В 1930 году Квислинг выпустил книгу «Россия и мы», в которой заявил о себе как лютый антисоветчик. 17 мая 1933 года, в день Конституции Норвегии, при помощи своих немецких товарищей Квислинг основал партию «Национальное согласие» (норв. Nasjonal Samling), получив членский билет партии под № 1. Сам Квислинг занимал в партии должность вождя (норв. F?rer — фёрер). Политический успех партии был относительным: на выборах 1933 года, через три месяца после основания партии, она набрала около 28 тысяч голосов. На следующих выборах 1936 года фашистская партия, которая пропагандировала прогерманскую и антисемитскую политику, набрала около 50 тысяч голосов.
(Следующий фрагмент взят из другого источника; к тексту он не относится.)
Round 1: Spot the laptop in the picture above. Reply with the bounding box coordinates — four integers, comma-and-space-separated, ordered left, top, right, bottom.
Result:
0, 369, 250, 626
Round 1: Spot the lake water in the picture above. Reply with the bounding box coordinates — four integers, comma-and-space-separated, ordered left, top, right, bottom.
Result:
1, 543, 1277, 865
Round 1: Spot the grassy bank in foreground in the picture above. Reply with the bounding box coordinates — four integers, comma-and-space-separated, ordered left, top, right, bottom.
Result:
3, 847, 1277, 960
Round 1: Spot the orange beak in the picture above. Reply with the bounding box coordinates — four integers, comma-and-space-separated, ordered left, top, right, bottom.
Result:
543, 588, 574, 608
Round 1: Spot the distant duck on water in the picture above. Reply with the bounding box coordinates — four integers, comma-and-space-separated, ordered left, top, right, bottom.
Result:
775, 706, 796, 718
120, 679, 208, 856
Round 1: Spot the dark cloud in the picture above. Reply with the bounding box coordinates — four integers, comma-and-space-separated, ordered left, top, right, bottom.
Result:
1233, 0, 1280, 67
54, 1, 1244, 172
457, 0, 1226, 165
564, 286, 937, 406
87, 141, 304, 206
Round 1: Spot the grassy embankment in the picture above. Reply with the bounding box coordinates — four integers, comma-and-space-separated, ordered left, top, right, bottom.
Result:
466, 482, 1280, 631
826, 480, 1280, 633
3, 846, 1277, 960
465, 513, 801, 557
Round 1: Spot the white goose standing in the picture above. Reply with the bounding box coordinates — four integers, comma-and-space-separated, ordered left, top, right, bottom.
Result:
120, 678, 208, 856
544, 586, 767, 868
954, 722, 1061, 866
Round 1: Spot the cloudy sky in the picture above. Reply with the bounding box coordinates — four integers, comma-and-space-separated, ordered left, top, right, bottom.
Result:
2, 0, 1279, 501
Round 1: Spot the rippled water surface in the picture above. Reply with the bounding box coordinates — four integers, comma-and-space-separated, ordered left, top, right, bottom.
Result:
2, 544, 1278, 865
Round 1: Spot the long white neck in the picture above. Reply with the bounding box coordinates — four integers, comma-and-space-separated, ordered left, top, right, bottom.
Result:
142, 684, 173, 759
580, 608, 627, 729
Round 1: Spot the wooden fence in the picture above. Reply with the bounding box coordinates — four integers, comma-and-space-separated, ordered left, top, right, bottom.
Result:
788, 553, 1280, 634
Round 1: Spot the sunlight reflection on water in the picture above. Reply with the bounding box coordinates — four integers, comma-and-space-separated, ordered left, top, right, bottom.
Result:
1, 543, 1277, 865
Квислинг был дважды женат и оба раза на русских женщинах, что характеризовало его как последовательного и верного единожды избранным принципам политика и человека. Правду сказать, во время пребывания в России он обзавелся не одной, а двумя женами, став двоеженцем. Жен он привозил из поездок в Россию. Первую — 17-летнюю Александру Воронину — из первой поездки, а Марию Пасечникову — из второй. Дело кончилось тем, что Александру сплавили во Францию.
Мария Пасечникова дожила до глубокой старости, оставаясь верной идеям своего мужа и германского фюрера, портреты которых висели у нее на стенке вплоть до самой ее кончины, последовавшей в 1980 году; она тоже не могла поступаться своими принципами и оставила свои мемуары.
После возвращения из СССР Квислинг едва не закрутил роман с «коммунизмом», сблизившись зимой 1925 года (на непродолжительное время) с руководством Норвежской рабочей (НРП), входившей, кстати, до 1923 года в Коминтерн, и Коммунистической партий, предложив им создать свои вооруженные отряды. Неясно было, впрочем, в какой мере данное предложение было выражением его политических убеждений, тем более что впоследствии Квислинг упорно отрицал, что был сторонником в той или иной форме марксистской революции в Норвегии.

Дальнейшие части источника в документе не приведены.